The notional centre, however, maybe more fruitful. A religious community is arguably a community at the centre of which resides (or is imagined to reside) a canon, written or otherwise. While a person's interior is inaccessible, their performed fidelity to a canon is a way of demonstrating a belonging to the community which judges it to be canonical. In any case, this is through the voluntary engagement of the body, minimally through listening, potentially through the performance of ritual, and in some cases through verbal profession.

But let's stay with listening. In a global religious marketplace, it becomes possible to listen - and listen well - to a range of texts, sacred or otherwise, without committing to any as canon. This is of course a qualified blessing, but it is here also that I see the emergence of the strange 20th Century opposition or 'spiritual' to religious, precisely because the former does not demand fidelity to any particular canon.

Thus I believe that researching differences in the objectification of 'the canon', expressed firstly by how people listen, provides a key to understanding the discursive creation of in-group and out-group categories through which the faithful organise the world. The key, perhaps, is that subjectivity in which people imagine the canon to be the site of a dialogue in which they are involved, as reiterators or addressees, but not as third parties. This dialogic starting point provides for open communities of practice as well as very closed dogmatic communities, for whom real listening involves verbal assent to propositions. Even for the Syriac Orthodox community, who stress the importance of being siryāni, the descendants of Aram, the inheritors of "the first Christianity", and in one person's words, "the mother" of all Middle Eastern peoples, these narratives are reinscribed through a particular normative engagement with the Bible: in this case an our Aramaic artefact, especially used in the context of our Aramaic liturgy, self-consciously performed in our language which Jesus himself spoke, alongside the saints and the angels and in the presence of God. While many Syriac Christians will read the Bible at home as well, willing addressees of the Bible in Arabic, and therefore as Arabic-speaking Christians, it is not this that demonstrates their being siryāni, but the particular relationship they have as willing addressees of the Syriac canon in all its rich material repertoire.

This calls into question the approach of academics and clerics to liberate oppressed peoples from their canon, especially by de-canonising the text and urging a hermeneutics of suspicion. Not having to assent to every biblical proposition but to be able to simply to listen to and even resist canonical propositions is a great gift, and the grounds of creative religious subjectivity. However rejection, a cessation of listening to a canon, marks a point of departure from this creative process, and thus from a religious community.

For communities in which assent has never been the important thing, the attempt to liberate people from an ancient canon either talks past the issue or encourages a flight from a particular domestic space, a particular 'interior', a particular land called home. Within Palestine, as Mitri Raheb said last week at the same conference, some Christians have been displaced from their narrative by Christian Zionist readings of the next precisely because they feel barred from listening. This is a very real displacement. Home is never perfect, indeed it is sometimes a sad and difficult place, but is nevertheless home.

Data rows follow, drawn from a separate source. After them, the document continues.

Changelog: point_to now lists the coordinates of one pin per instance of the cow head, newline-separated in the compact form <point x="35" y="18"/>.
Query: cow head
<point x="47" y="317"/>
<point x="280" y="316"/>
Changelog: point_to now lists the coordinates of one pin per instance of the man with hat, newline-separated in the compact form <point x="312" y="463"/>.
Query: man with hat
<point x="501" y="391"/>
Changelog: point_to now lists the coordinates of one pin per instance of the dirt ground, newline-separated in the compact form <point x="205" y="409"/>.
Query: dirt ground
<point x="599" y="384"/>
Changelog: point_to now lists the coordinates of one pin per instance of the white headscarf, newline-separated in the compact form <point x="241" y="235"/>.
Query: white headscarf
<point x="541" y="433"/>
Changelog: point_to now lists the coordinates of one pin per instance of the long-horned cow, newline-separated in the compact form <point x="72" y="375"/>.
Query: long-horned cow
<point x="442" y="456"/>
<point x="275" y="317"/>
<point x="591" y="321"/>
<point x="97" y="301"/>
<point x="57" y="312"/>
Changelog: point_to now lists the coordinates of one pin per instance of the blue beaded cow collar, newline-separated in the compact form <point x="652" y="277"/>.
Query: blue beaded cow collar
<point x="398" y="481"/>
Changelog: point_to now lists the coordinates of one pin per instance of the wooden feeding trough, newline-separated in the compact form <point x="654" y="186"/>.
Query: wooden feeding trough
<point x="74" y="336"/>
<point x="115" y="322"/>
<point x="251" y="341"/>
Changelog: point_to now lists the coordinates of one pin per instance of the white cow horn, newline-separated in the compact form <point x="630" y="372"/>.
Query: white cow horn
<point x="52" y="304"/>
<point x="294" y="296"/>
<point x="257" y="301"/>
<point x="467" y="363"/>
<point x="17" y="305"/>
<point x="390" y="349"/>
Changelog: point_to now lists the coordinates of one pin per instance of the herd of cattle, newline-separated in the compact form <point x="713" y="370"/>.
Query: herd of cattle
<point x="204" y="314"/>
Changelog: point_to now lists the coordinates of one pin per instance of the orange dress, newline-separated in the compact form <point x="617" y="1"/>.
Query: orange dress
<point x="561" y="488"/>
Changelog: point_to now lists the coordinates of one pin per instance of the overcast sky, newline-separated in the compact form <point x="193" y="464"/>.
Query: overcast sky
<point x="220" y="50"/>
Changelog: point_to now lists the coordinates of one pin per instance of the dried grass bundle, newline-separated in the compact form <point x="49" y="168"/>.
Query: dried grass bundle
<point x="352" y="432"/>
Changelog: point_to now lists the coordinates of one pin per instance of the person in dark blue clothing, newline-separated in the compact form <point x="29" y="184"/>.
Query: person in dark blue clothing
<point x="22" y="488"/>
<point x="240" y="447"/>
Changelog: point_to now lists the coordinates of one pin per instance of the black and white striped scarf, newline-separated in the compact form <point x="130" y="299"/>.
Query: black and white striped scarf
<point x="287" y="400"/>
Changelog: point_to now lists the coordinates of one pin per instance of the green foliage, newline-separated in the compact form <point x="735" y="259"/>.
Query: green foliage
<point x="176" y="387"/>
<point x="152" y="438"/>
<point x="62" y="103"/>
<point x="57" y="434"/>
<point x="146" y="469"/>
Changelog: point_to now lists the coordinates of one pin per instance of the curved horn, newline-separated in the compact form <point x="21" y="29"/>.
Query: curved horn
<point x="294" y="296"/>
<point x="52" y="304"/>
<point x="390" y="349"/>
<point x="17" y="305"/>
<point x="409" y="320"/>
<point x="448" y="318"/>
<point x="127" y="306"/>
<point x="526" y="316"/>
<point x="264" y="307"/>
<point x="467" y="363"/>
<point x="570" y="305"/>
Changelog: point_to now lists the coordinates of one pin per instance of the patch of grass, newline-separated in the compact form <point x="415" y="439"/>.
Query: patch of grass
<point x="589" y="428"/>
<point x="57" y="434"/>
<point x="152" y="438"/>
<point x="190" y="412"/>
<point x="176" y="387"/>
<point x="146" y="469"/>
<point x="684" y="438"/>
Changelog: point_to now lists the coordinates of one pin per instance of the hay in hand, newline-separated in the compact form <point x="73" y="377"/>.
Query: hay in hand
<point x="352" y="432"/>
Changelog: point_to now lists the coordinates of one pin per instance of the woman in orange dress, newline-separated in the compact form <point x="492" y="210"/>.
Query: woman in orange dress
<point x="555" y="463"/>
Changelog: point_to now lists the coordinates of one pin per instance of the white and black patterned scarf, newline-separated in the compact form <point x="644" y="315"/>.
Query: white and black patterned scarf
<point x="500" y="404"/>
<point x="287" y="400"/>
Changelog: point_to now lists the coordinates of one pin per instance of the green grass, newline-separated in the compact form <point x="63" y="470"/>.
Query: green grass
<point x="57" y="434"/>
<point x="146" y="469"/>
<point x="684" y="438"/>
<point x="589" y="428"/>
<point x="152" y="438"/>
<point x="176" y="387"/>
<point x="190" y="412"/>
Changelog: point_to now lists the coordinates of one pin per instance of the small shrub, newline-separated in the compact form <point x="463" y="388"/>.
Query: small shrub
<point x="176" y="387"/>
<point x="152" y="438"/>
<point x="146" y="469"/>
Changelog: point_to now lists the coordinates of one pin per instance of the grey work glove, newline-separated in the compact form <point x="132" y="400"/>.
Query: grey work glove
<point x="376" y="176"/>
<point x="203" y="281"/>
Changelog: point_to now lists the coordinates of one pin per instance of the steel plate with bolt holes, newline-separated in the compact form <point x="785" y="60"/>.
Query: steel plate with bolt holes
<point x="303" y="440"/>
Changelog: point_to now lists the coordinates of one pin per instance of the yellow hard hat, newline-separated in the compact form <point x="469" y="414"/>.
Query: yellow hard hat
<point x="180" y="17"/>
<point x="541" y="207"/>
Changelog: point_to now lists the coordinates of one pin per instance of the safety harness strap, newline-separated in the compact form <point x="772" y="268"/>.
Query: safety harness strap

But in fact, some liberationist readings of the Bible might contribute to this displacement if disuse of the Bible results. These canonical refugees are still a minority in Palestine. People still attend their masses and services and from time to time hear texts they would rather not hear. The focus on interpretation and settling upon a satisfactory exegesis however contributes to either flight or defensiveness, whereas an emphasis upon the nature of engaged listening can be liberating of people within their canonical land, freeing them to till the often unyielding soil of their canon in the knowledge that, whatever anyone else may say, it is theirs.

1 comment:

  1. This is very interesting. I am just reading Tony Jones thesis, in which he studies 8 emerging churches. Much of what you say chimes in with his thought. Title: The Church is Flat.